Sobre el abuso religioso

Llevo varios días intentando articular esto. Eso suele pasar con cosas complejas, o tristes, o cercanas al corazón...

El abuso religioso existe. El abuso emocional y físico dentro de las iglesias, la corrupción, y particularmente de parte de líderes de algunas comunidades, existe.

Hay algunos que argumentarán: “eso sucede en todos lados, no solo en la Iglesia”. Si bien tienen razón, están perdiendo el punto al afirmar esto, están perdiendo de vista la gravedad que no solo concierne a estas vejaciones y delitos: se trata de que la Iglesia genera una contradicción indiscutible con el sentido mismo de su ser en este mundo.

La Iglesia existe para bendecir al mundo, no para oprimirlo. Cuando la Iglesia se torna del lado del opresor, cuando le defiende, cuando le justifica, cuando le oculta, se está traicionando a sí misma. Está traicionando y negando al Señor que le llamó, al que le llamó para el bien.

En los últimos años, el mundo ha sido testigo patente de cómo dentro de la Iglesia cristiana se han manifestado escándalos de toda índole, desde irregularidades financieras hasta manipulación emocional, e incluso abuso de tipo sexual. Si bien para nadie es secreto que el catolicismo ha cargado con estos problemas desde hace tiempo, es muy importante resaltar que esto no es un problema limitado a una rama del cristianismo.
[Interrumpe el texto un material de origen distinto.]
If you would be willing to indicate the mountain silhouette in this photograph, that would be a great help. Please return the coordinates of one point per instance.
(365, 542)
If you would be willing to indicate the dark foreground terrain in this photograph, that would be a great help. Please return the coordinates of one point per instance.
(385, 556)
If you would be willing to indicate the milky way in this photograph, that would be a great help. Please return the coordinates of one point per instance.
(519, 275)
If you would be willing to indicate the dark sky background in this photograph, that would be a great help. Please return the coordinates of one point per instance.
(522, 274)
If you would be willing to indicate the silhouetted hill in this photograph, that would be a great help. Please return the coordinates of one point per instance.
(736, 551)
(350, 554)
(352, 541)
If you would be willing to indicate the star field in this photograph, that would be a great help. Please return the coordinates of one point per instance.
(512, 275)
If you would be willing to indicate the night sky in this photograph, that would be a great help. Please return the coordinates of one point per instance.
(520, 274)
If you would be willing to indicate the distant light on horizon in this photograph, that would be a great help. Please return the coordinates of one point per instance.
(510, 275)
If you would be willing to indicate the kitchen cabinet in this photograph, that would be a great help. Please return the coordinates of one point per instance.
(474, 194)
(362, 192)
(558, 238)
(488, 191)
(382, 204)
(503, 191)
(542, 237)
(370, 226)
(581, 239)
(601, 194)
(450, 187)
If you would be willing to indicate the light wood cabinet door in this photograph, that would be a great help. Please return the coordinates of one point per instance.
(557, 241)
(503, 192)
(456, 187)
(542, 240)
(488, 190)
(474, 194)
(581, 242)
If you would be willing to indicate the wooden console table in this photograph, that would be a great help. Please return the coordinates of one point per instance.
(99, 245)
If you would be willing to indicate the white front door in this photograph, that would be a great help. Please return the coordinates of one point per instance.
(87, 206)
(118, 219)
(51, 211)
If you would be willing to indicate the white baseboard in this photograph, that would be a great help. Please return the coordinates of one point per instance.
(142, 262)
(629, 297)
Sucede en el mundo protestante también.

Todo esto despierta indignación, burla y hasta desprecio por parte de muchísimas personas, debido al alto estándar moral que a menudo la Iglesia ha profesado.

Aunque he dejado claro que esto no es ajeno al “resto” de la humanidad, se espera de los creyentes, especialmente de los líderes, que no solo denuncien estas actitudes, sino que generen sistemas de “blindaje” para proteger a las potenciales víctimas.

A menudo, cuando se presentan este tipo de situaciones, muchas personas adoptan un enfoque negacionista, porque estos escenarios quiebran la narrativa perfecta que muchos tienen sobre los creyentes, y sobre todo de sus líderes. Sin embargo, cruzar de lo idílico a lo actualmente real para ver cosas como estas, es urgente y necesario. Lamentablemente estas actitudes son las que generan que las estructuras de poder se perpetúen, y las personas que podrían dañar a otros debido a su posición, se vuelvan incuestionables.

Hay que denunciar la injusticia. Es abrumadora la cantidad de pasajes que hay en toda la Escritura que nos llaman a defender la causa del vulnerable, en todos los sentidos. Es tan interesante como triste cómo muchas personas encubren casos de maltratos con el argumento de “no manchar la obra de Dios”. Lo que no reflexionan es que realmente esto funciona de manera opuesta: el hecho del encubrimiento denota indolencia y complicidad. Cuando estas situaciones se guardan debajo del tapete, tarde o temprano emerge el mal olor, aquella suciedad que se oculta termina pudriéndose y corroyendo a su rededor; y esta es una de las formas en que la Iglesia deja de ser “sal” y “luz”, como decía Jesús. Lo que sana no es el encubrimiento, es la transparencia. No se redime lo que no se asume. Cuando nos pronunciamos estamos reconociendo algo, lo estamos sacando de la obscuridad para que se ilumine y se haga aquello que se debe hacer.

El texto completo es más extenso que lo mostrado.